A solid collection rooted in classic country balladry and rockabilly rambunctiousness
Grammy-winning singer-songwriter Jim Lauderdale’s meet-up with his old friend (and Sirius radio co-host) Buddy Miller feels like a subtle realignment after the cosmic-country tilt of his three preceding albums – deep, sly and masterful collaborations with Grateful Dead lyricist Robert Hunter. Buddy and Jim, by contrast, is a solid collection rooted in classic country balladry and rockabilly rambunctiousness. Miller, who produced the album with vintage flair, foregrounds the duo’s grainy close harmonies. If they sound like resigned barroom buddies in the timely, uptempo “I Lost My Job of Loving You,” they’re several breakups closer to self-immolation in “Forever and a Day” and wife Julie Miller’s “It Hurts Me” (“when you bring me to tears and you think no one hears…”).

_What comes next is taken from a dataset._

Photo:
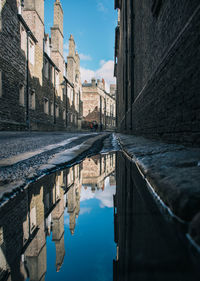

Economical soloing by fiddler Stuart Duncan and steel guitarist Russ Pahl adds color and verve to the Cajun-rock standard “South in New Orleans” and “The Train That Carried My Gal From Town,” an oft-recorded choogler from the ’20s; nor does the concise-to-a-fault Miller waste a single note himself while soloing in B&J’s cover of Joe Tex’s “I Want to Do Everything for You” – you only wish there were more of him. Unlike T-Bone Burnett, Miller burnishes the past without overly fetishizing it, which works particularly well on a perfect pair of weirdo rockabilly numbers, Lauderdale’s “Vampire Girl” and Jimmy McCracklin’s 1959 dance-craze attempt, “The Wobble.” Buddy and Jim turn out to be just a couple of country gentlemen having a ball while keeping it down-to-earth.